Dutch shredder and hair god Adrian Vandenberg burned it up with Whitesnake in the metal-licious ’80s, and is currently rumor fodder since fading out of the spotlight after a 1997 Whitesnake reunion. (Did he break his neck in a car accident and can no longer play? Is he producing an all-girl band with former Golden Earring vocalist Barry Hay? Is he reforming the original Vandenberg group?) But whether Vandenberg returns to the rock arena or not, he did leave us one damn fine guitar.
By Michael Molenda
Developed with Peavey in 1988, and produced until the early ’90s, the original Vandenberg guitars were edgy (dig the distinctive “violin cuts” in the torso) and chock full of attitude. And the guitar remains a bona fide cult icon, as a healthy group of Web-based Vandenberg aficionados still buy, trade, and collect various incarnations (at prices ranging from $125 to $1,300 or more).

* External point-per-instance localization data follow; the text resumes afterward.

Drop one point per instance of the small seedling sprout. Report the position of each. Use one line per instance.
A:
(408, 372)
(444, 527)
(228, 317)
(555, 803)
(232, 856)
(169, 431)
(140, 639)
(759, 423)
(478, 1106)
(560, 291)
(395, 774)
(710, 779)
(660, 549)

If you’re starting to get a sense of déj` vu, don’t fear an acid flashback—the new Peavey V-Type NTB Limited Edition is, in fact, a stellar updating of the classic Vandenberg. The models reviewed here—the standard, fixed bridge ST ($699 retail) and the tremolo bearing TR ($849 retail)—are fantastic examples of worksmanship, design, playability, and power. The Vandenberg name may no longer be a selling point (hence the “V-Type” moniker), but these striking devils can still rage all over old-school metal and hard rock music.

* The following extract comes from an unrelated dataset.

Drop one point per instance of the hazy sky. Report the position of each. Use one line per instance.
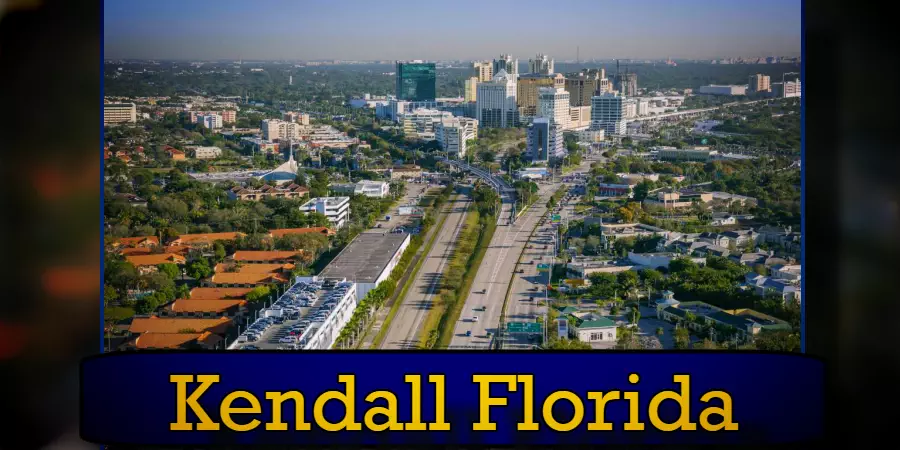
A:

As design elements, the violin cuts may be small things, but they certainly kick this double-cutaway silhouette into its own fashion stratosphere. The shape is a fabulous statement on its own, but add the reverse headstock and the Limited Edition’s flawless abalone inlays, and you have an ornate, old jazz box vibe mingling with stark, post-modern functionality. The result is a really great look, and it immediately announces that the owner is somewhat, well, dangerous. Strap this baby on at your own risk!
The workmanship on the Korean-made V-Type is absolutely stunning. It’s almost custom-shop precise—and that’s no lie. The finish is perfect, the hardware is locked down and well fitted, the jumbo frets are smooth and nicely dressed, and even the routing under the pickup bezels is spotless.
While the V-Type doesn’t offer the flat, burning fast neck of, say, an Ibanez JEM, the neck’s wide, gently rounded profile will delight vintage buffs. The polished frets and low action do invite rapid-fire note spurts, but the neck’s heft also accommodates aggressive riffing and chord work. The smooth, ergonomic neck joint allows access to the 24th fret, and everything else about the V-Type feels comfy. (Although those who aren’t used to reverse headstocks may have a slight huff managing the tuners.) An added bonus are the ridged, rubber volume and tone knobs, which are ideal for pinky manipulations. The Floyd Rose-licensed tremolo on the TR model is responsive and smooth, although heavy pull-offs and manic dive-bombing will bring on a fair amount of “trem gargle.”
A bit of the ’80s still resides in the V-Type’s demeanor, as it favors old-school heaviness over the saturated textures of modern metal. The pickups are voiced to deliver hyped, but not overly aggressive mids. This results in excellent note articulation, and a full-on bridge-pickup tone that’s tough without being shrill. Clean timbres can sound a tad hollow, but the very musical tone control is capable of dialing in a rounder snap—and its sweep is also wide enough for producing wah-like effects. Turning on the burn gives up an overdrive personality that can evoke everything from AC/DC to the Who to, dare I say, Whitesnake. There’s nothing idiosyncratic about the V-Type’s tones—and the medium-output pickups won’t drive an amp into spasms of saturation—but it’s a glorious rock machine that pays homage to all the magnificent guitar sounds of the ’70s and ’80s.
V is for Victory
The V-Type offers a unique design, wonderful inlay work, and classic sounds, and the value proposition is pretty major. Whether you choose the ST or the TR model, you’re going to get one mean rock and roll animal—and that’s why the V-Type wins an Editors’ Pick Award.